Her amendment instead would impose a 25% excise tax only on a remittance transfer by a licensee or authorized delegate to a resident of a foreign adversary country as determined by the federal government.
Kauth said the amendment would apply only to money transmitted out of the country using cash, money order or cashier’s check. She said $43.5 million was sent from Nebraska to foreign adversaries in 2025, the vast majority of which went to China, according to the state Department of Banking and Finance.
“Foreign adversaries, as defined by U.S. federal law and executive orders, are nations or nongovernment entities engaged in long-term actions detrimental to U.S. national security,” Kauth said, “and currently include China, Russia, Iran, North Korea, Cuba and the Maduro regime in Venezuela.”
The tax would not apply to remittance transfers to or from active-duty service members or their dependents or those funded with a debit or credit card issued in the U.S. A valid military ID would be required to qualify for the exemption. The proposal also contains an expedited refund process for active-duty members if they are charged the tax in error.
Remittance transfer providers who collect the tax would transfer it to the state Department of Revenue on a quarterly basis. All taxes remitted would be credited to the state’s General Fund.
Omaha Sen. Megan Hunt opposed Kauth’s amendment. She said it would not punish adversary nations but individuals who have escaped authoritarianism and other forms of repression to make it more difficult for them to send money back home.

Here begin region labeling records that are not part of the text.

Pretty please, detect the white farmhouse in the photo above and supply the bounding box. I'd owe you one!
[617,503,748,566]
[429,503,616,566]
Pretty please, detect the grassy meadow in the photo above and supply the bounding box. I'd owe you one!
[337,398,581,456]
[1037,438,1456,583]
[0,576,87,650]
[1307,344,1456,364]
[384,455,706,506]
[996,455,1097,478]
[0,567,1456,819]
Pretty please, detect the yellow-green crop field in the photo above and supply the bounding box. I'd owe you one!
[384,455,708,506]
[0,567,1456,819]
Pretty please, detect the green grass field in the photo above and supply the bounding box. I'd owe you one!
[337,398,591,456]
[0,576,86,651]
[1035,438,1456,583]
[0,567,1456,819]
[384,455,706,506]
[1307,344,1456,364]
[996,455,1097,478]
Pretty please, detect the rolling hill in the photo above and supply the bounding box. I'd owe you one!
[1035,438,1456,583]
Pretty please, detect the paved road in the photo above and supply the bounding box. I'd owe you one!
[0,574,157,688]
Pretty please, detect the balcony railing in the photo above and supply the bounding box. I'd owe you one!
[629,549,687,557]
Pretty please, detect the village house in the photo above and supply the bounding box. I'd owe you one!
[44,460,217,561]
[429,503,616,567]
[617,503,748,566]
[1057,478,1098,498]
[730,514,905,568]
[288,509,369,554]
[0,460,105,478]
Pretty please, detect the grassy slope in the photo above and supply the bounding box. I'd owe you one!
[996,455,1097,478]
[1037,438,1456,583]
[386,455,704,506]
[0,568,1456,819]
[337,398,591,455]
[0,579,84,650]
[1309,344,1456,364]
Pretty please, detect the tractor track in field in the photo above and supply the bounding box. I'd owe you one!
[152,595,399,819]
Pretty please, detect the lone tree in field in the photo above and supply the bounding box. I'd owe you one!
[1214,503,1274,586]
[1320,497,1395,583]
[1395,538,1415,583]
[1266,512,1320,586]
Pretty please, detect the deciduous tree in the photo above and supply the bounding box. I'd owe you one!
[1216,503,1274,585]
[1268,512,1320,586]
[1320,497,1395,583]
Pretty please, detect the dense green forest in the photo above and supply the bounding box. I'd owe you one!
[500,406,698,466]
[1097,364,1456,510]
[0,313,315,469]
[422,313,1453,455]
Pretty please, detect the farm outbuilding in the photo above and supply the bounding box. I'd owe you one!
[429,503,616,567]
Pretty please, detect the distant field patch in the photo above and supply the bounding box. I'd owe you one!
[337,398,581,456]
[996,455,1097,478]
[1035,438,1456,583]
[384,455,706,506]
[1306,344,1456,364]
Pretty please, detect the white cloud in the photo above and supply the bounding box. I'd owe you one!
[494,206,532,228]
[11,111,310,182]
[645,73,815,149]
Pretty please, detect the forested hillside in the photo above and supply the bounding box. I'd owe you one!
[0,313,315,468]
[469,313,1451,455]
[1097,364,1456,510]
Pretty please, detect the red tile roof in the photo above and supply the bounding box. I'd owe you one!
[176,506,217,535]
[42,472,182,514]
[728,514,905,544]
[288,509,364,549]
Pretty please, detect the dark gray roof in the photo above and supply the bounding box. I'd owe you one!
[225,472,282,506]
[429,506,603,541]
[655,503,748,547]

“The people who are in these countries that are deemed as adversary nations … are not my adversaries, and they’re not your adversaries,” Hunt said.
Sen. Jane Raybould of Lincoln offered an amendment to exempt Cuba and Venezuela from the proposal. Nebraska has accepted a “tremendous” number of Cuban refugees, she said, and as a “resettlement hub” also has seen an influx of Venezuelans who were fleeing the Maduro regime.
It would be wrong to penalize people who may need to use money transfers to help family who remain in their home countries, Raybould said.
The Raybould amendment was adopted on a 25-4 vote.
Lawmakers then advanced LB838 to the final round of debate by voice vote.